Shuli Kulak Investigates Tomorrow’s Therapies Today
Dr. Shuli (Roditi) Kulak’s ’05S, ’12E, ’17SB passion for science was discovered at a young age. “I found that I liked studying biology. As a kid, I’d read biology textbooks and go through the questions for fun,” she said with a laugh.
After spending her freshman year at the University of Maryland, where she met her husband, David ’05YC, ’09E, they both came to New York to attend Yeshiva University. “I had only planned to stay for a semester at Stern College” Kulak said, “but I found that I really loved it there.”
Kulak found a fellow science enthusiast in Dr. Brenda Loewy, clinical associate professor of biology. “I would take any class given by Dr. Loewy. I especially loved her biotechnology course, a small Honors class and one of the best I took at Stern.” The course covered then-advanced technologies like genetic editing and using bacteria to produce protein products for humans. “It was like science fiction, but all of it was real and very exciting.”
After graduating in 2005 with a BA in biology and a minor in business, and subsequently graduating from Albert Einstein College of Medicine in 2012, with an MD and distinction in research, Kulak thought long and hard about what to do next. “I wanted to move forward with my career in a meaningful way,” she explained. “For a long time I had been interested in pharma and biotech.
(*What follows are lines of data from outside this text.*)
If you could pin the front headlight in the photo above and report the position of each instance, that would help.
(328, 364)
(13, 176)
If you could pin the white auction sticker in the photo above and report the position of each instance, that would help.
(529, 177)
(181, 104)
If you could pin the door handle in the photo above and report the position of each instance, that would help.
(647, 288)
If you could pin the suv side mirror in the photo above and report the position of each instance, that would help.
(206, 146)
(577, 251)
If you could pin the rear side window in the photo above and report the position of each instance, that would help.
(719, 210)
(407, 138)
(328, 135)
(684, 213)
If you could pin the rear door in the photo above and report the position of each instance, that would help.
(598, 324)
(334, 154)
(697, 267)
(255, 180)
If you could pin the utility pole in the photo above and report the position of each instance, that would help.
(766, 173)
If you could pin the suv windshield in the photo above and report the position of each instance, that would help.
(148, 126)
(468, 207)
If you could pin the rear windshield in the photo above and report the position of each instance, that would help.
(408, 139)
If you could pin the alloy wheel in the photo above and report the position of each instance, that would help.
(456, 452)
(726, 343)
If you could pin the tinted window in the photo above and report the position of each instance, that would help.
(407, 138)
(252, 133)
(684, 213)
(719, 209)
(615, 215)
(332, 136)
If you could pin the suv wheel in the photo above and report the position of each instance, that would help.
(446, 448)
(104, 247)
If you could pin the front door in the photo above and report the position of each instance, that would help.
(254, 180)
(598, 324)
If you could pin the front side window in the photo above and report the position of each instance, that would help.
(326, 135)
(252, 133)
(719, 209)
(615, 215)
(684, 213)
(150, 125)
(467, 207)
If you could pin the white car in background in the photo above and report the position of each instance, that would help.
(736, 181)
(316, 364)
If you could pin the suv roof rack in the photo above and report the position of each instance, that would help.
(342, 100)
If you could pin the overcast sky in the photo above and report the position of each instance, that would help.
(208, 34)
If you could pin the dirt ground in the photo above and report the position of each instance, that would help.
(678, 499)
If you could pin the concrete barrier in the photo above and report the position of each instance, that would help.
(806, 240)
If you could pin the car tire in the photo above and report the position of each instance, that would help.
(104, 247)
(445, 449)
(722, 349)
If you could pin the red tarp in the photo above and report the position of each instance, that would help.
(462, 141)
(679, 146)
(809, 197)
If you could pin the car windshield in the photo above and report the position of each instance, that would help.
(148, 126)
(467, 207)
The people I saw working in those fields, in a way that was meaningful to me, were all MDs or PhDs, people that had clinical careers, and then segued into industry.”
During her residency at the Children’s Hospital at Montefiore, Kulak was able to make arrangements to simultaneously obtain an MBA at Sy Syms School of Business. She eventually found her niche at Fortress Biotech, Inc., a biopharmaceutical company that, according to their website, is “dedicated to acquiring, developing and commercializing novel pharmaceutical and biotechnology products.”
“All of the amazing things I learned about in Dr. Loewy’s class are now the everyday technologies I work with,” Kulak noted. “But the best part of my job is that I get to interact with scientists who are trailblazers in their fields, people who are looking to change how we think about disease and treating patients. Being at the forefront of that is really exciting.”
“My job is to find promising technologies out of which Fortress can grow new companies. As a result, I have to be sure I have my finger on the pulse of what’s being published, presented and talked about in the medical research world.”
Kulak’s focus is on finding promising therapies for children and patients with rare diseases. “I use my medical background to look for projects that have a meaningful benefit to patients and then I use my business expertise to create a market model and understand which projects are financially feasible.”
Her therapeutic area of focus is wide. One day Kulak could be working on the seemingly mundane, like ear infections, while the next day she is meeting with a patient advocacy group supporting cures for rare genetic diseases, such as Tay-Sachs (a neurological disorder more common in the Ashkenazi population) or rhizomelic chondrodysplasia (a disorder of peroxisomal biogenesis).
While on the path that brought her to Fortress, Shuli also managed to have two children (Elianna, born during medical school, and Liam, born during her first year of residency), sit on the advisory board for the Mass General Hospital rare disease think tank, and do volunteer work for the Yeshiva University Women’s Organization (YUWO).
She connected with YUWO when the organization was raising money in 2011 for the synagogue at Einstein. As president of the synagogue, Kulak acted as the liaison between the school and YUWO. She continued working with the organization after the synagogue project was completed. Her husband is a fertility doctor and works at GENESIS Fertility & Reproductive Medicine in Brooklyn. At the practice the male Dr. Kulak “gets to combine his two passions in life: Jewish values and fertility.” “My husband and I have had a lot of opportunities as a result of our education,” she observed, “and we’re happy to give it back.”